Tafadzwa Mugwadi, another ruling party stalwart, said his party remains popular and did not need help from state institutions like the police or electoral commission.
“The fake agenda about reforms is being fronted by the CCC and its puppet masters in the EU and US who want to find a smokescreen to justify continued illegal sanctions on Zimbabwe beyond 2023,” Mugwadi said.
‘Selective application of the law’
Analysts said concerns are growing about the shrinking democratic space in Zimbabwe.
Musa Kika – executive director of Zimbabwe Human Rights NGO Forum, a coalition of 22 human rights advocacy groups – told Al Jazeera that bans on opposition gatherings are a “time-tested strategy” to instil fear in the opposition.
“[It is] a cycle that repeats itself every election year,” he said. “This is obviously abuse of the criminal justice system and abuse of the constitution that provides rights to a fair trial, etc.”
He and other activists said there has been a “selective application of the law” because the opposition has been barred from holding events while the ruling party has faced little or no obstruction.
In January, authorities revoked the registration of 291 non-governmental groups and civil society organizations for “noncompliance with the provisions of [the] Private Voluntary Organization Act”.
Government critics said that violates the freedom of association enshrined in international human rights laws to which Zimbabwe is a party, including the African Charter on Human and Peoples’ Rights.
“Zimbabwe’s repression of civil society organizations needs to stop, especially in light of the general election this year,” said Ashwanee Budoo-Scholtz, the deputy Africa director at Human Rights Watch. “The government needs to stop using the Private Voluntary Organization Act as a tool to silence the exercise of fundamental democratic rights.”

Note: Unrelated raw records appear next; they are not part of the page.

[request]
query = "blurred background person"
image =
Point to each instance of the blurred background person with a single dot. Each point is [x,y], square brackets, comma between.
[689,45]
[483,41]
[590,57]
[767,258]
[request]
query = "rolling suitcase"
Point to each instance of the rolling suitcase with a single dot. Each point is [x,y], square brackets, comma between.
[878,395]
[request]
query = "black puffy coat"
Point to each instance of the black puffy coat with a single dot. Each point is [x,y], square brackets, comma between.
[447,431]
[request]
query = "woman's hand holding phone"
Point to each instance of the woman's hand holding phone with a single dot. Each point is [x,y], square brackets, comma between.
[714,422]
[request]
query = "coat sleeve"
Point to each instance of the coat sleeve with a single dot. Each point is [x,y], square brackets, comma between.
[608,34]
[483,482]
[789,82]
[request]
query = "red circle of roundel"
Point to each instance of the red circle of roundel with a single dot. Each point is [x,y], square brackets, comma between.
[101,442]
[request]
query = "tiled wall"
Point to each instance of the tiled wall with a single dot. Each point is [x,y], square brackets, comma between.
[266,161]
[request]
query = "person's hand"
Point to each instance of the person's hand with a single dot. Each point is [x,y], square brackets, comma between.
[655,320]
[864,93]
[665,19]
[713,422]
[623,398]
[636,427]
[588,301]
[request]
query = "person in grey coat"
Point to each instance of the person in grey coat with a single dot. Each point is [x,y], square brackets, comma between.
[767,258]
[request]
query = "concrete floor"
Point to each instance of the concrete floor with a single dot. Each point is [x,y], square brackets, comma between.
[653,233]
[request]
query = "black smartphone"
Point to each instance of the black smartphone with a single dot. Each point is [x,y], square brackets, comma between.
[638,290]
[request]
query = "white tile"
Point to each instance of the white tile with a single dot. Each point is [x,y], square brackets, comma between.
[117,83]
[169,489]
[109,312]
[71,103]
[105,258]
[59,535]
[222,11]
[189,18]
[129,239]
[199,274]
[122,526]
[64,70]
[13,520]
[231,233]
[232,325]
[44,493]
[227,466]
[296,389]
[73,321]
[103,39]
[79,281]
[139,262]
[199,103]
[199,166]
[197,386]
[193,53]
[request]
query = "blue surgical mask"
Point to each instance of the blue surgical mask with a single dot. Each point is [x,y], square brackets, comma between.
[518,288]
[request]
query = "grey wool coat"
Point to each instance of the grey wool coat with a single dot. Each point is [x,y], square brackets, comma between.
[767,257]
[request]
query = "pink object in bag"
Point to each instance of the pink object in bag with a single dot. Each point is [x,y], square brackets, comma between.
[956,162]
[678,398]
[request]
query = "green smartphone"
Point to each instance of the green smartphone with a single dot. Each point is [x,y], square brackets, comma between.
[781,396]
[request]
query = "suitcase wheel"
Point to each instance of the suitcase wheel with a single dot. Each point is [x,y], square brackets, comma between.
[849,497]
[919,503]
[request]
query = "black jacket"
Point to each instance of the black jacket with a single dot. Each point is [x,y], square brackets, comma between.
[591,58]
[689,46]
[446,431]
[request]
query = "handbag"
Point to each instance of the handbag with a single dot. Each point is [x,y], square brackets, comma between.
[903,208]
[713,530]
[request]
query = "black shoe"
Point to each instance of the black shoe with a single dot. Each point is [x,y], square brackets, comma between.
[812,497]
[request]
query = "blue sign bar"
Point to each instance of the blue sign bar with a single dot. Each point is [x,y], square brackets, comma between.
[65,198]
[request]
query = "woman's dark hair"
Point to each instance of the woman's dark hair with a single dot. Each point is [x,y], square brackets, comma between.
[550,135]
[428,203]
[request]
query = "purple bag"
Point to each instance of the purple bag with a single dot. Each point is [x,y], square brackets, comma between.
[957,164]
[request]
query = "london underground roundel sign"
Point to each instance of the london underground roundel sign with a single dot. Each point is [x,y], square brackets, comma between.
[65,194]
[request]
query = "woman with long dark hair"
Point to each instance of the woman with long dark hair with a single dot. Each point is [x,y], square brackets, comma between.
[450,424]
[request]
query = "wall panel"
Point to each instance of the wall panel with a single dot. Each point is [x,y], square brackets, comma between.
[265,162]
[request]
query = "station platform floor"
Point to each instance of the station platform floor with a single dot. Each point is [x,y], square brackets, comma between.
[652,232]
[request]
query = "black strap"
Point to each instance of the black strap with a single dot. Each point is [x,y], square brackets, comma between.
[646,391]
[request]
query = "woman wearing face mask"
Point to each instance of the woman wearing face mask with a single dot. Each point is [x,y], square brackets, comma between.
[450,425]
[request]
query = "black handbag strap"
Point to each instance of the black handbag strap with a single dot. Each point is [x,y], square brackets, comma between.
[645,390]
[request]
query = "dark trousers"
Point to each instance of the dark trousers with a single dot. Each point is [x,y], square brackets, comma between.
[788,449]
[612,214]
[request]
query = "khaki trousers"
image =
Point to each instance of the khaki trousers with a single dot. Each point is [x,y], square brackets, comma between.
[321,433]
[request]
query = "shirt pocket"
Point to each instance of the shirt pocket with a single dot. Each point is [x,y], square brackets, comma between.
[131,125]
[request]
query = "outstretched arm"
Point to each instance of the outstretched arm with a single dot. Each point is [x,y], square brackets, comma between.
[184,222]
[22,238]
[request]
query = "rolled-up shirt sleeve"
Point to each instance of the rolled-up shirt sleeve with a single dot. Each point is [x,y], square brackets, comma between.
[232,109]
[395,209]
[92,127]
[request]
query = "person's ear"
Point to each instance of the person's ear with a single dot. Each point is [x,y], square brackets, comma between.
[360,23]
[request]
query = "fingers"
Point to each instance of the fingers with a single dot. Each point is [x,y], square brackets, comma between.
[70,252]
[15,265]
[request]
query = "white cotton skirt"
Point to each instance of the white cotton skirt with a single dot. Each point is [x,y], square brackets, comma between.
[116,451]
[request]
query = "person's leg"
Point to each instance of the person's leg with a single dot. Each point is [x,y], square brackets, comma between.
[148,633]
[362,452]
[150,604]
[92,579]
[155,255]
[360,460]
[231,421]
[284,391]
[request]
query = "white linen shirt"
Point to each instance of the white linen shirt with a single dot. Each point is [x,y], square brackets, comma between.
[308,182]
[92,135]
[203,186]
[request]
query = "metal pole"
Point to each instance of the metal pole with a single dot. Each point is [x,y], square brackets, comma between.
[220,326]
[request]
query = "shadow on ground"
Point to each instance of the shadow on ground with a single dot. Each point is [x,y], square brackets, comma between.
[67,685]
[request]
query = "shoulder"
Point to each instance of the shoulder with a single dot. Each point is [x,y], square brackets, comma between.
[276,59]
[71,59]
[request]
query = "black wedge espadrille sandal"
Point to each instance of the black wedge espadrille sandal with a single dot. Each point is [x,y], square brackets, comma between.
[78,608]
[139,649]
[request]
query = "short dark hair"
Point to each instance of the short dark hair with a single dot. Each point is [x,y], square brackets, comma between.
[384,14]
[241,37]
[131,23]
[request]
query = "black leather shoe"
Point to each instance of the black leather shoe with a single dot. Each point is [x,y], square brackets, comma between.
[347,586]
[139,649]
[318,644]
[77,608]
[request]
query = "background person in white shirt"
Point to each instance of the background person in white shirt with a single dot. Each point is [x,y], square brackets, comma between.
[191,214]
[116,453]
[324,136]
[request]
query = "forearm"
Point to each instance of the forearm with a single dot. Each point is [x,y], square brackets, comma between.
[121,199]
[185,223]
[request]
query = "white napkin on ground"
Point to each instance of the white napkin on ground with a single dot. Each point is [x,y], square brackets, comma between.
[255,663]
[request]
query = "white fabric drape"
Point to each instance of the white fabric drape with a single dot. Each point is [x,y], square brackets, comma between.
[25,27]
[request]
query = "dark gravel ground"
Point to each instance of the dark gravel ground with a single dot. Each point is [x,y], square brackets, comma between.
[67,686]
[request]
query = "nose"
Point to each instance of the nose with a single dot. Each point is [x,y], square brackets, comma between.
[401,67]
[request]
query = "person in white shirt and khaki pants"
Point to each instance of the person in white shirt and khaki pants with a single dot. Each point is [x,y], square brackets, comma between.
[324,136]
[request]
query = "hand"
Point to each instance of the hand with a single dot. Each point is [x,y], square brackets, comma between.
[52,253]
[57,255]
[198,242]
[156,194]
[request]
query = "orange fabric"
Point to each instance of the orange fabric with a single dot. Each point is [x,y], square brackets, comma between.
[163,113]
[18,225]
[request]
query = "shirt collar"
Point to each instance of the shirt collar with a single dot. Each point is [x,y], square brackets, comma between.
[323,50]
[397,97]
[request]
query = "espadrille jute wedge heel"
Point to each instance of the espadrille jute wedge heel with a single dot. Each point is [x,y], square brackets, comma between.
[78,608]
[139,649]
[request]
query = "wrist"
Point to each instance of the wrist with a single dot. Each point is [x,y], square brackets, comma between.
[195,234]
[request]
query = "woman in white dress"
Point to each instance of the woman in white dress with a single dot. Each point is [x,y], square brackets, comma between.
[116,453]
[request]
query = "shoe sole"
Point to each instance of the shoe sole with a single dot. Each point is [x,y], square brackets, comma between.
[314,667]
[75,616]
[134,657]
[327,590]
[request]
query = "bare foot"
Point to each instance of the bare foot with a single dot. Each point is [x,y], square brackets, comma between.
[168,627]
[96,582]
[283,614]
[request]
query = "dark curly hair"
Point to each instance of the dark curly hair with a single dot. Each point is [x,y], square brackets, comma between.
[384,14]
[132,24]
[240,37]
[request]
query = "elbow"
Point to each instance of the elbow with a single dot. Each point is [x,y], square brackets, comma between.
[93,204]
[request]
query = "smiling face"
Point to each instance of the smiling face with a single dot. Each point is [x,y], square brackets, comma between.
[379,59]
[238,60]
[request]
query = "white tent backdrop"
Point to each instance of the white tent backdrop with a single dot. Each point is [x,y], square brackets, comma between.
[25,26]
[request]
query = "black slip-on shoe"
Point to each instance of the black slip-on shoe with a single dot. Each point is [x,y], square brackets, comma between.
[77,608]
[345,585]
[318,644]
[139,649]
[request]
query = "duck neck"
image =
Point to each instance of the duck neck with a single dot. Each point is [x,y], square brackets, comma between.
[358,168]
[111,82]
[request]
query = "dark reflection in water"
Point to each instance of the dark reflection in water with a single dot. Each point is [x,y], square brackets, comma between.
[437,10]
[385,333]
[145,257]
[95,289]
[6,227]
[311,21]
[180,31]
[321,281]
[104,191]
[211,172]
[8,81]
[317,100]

For Nyembe, who is nursing a back injury he received when he was arrested, this was not his first experience of political-related violence. He was part of Zimbabwe’s independence struggle in the 1970s, and he remains determined to vote in the coming election.
“I want a better future for my children,” he said. “My youngest daughter could not find a job, and she had to go to South Africa.”